Slainté! L’chaim! Cheers!
p.s. to my parents…Happy 60th Anniversary! You’re a continent away, so I’ll celebrate with you in spirit and send love and kisses through the clouds. <3 XOXO
Chocolate Mint Chip Gelato
- 3 cups milk, see Recipe Notes (24 oz, 670g)
- 1 cup fresh mint, (1 oz, 30g)
- 4 large egg yolks, room temperature
- ½ cup heavy cream, (4 oz, 113g)
- ½ cup granulated sugar + 2 Tbsp, (4 oz, 125g)
- ⅛ tsp salt
- 1⅓ cups dark chocolate, chopped, divided (8-1/4 oz oz, 230g)
- 2 tsp canola oil
- Chop the chocolate using a serrated knife. Put 3/4 cup (5 oz, 140g) of chopped chocolate in a large heatproof bowl, and set aside. The rest you'll use for the chocolate drizzle later.
- Combine the milk and mint in a saucepan. Heat over medium heat until small bubbles form and it starts to steam, about 6-7 minutes. Remove from heat and let it steep 20 minutes.
- Meanwhile, in a medium bowl, combine the egg yolks, heavy cream, sugar, and salt. Whisk until smooth and the sugar is dissolved.
- Temper the egg mixture by slowly adding 1/2 cup of the warm milk to the egg mixture while continuously whisking.

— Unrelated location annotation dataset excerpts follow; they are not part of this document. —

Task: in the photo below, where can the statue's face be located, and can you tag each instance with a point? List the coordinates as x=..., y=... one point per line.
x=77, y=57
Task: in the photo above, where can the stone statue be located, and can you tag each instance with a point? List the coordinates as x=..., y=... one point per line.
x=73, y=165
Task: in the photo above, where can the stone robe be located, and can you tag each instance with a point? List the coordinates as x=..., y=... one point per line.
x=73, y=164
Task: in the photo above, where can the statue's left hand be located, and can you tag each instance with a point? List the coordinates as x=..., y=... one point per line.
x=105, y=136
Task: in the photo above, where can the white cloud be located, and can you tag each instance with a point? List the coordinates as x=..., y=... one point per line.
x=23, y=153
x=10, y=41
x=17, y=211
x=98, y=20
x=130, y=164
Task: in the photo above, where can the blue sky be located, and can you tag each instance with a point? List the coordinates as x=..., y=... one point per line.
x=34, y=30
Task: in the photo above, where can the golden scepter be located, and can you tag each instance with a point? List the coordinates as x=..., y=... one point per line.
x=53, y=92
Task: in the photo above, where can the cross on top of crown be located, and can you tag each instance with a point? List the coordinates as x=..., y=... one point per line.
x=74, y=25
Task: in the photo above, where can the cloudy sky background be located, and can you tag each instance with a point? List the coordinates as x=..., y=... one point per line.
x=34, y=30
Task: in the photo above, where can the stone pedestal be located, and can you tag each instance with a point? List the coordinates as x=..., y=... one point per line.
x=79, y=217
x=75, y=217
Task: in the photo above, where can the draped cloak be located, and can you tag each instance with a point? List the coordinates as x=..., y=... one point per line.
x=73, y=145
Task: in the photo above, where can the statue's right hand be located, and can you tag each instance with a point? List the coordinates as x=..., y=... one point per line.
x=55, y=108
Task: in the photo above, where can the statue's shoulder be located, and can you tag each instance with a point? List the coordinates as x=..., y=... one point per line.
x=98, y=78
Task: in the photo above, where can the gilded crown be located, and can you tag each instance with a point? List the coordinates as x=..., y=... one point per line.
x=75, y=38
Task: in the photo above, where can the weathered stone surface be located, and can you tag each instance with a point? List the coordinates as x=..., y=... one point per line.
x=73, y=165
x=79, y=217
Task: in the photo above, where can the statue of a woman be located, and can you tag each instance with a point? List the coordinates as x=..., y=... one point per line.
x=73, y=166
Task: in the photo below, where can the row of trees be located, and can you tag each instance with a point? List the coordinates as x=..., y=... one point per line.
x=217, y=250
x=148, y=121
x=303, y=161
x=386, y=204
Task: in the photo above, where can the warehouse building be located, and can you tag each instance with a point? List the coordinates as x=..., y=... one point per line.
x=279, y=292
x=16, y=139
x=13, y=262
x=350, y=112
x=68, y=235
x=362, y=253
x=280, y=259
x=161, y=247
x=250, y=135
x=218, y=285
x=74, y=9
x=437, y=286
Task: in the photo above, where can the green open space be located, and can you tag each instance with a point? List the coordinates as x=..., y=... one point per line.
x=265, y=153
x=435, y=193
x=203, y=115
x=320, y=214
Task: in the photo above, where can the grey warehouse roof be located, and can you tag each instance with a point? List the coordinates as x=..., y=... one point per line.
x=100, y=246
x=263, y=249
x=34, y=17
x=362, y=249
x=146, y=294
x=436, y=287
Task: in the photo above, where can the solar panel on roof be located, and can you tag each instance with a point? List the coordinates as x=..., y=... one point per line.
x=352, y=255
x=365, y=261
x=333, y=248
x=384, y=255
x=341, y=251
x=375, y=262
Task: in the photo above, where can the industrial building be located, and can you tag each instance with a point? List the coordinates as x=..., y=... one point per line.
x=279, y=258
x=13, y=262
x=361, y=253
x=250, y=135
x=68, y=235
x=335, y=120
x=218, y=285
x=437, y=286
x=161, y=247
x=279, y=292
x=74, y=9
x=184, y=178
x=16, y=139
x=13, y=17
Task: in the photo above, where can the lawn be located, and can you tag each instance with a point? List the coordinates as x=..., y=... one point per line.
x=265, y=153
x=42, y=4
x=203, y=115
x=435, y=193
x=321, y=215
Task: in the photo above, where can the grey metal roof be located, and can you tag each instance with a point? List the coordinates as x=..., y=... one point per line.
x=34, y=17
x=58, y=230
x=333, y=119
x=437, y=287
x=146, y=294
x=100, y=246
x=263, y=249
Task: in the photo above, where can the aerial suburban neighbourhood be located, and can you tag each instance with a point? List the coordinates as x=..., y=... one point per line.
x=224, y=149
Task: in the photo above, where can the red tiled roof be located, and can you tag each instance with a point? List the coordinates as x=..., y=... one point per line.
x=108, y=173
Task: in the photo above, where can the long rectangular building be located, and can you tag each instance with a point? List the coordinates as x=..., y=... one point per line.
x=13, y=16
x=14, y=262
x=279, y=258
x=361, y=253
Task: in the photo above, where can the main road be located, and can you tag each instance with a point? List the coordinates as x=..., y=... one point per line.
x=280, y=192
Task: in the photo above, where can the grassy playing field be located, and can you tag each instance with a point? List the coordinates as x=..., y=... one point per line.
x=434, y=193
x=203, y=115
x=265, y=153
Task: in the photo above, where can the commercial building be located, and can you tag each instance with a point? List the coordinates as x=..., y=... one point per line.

Add another 1/2 cup of milk and whisk again.
- Pour the warmed egg mixture back into the saucepan with the remaining milk. Bring to a simmer over medium heat. Cook until thickened, stirring constantly, about 4-6 minutes. It should coat the back of the spoon and leave a trail when you draw your finger through it, but custard should not boil.
- Add the hot custard into the bowl with the chopped chocolate. Cover and let sit for 2 minutes, then stir until smooth.
- Strain the custard through a fine mesh strainer into a clean bowl, pressing on the mint. Put the chocolate custard bowl in a larger bowl filled with an ice bath (half ice/half water). Stir the custard occasionally until it's cooled to room temperature. Place a piece of plastic wrap on the surface of the custard and refrigerate until chilled, at least 3 hours or overnight.
- About 30 minutes before freezing the ice cream, melt the remaining chocolate in the microwave about 1-2 minutes, stirring after 30 second increments. Add the canola oil and stir again. Let it cool to room temperature.
- Pour the custard into an ice cream maker and freeze per the manufacturer’s instructions. When it’s almost done and has the consistency of whipped cream, pour in the melted chocolate with the machine running. Churn until all the melted chocolate has been added and mixed into the ice cream. Alternatively, stop the machine, pour a little chocolate in, and restart churning. Repeat until all the melted chocolate has been added.
- Transfer the ice cream to a freezer-safe container and smooth over using a small offset spatula. Freeze for 2-4 hours to allow ice cream to firm up. Serve and enjoy!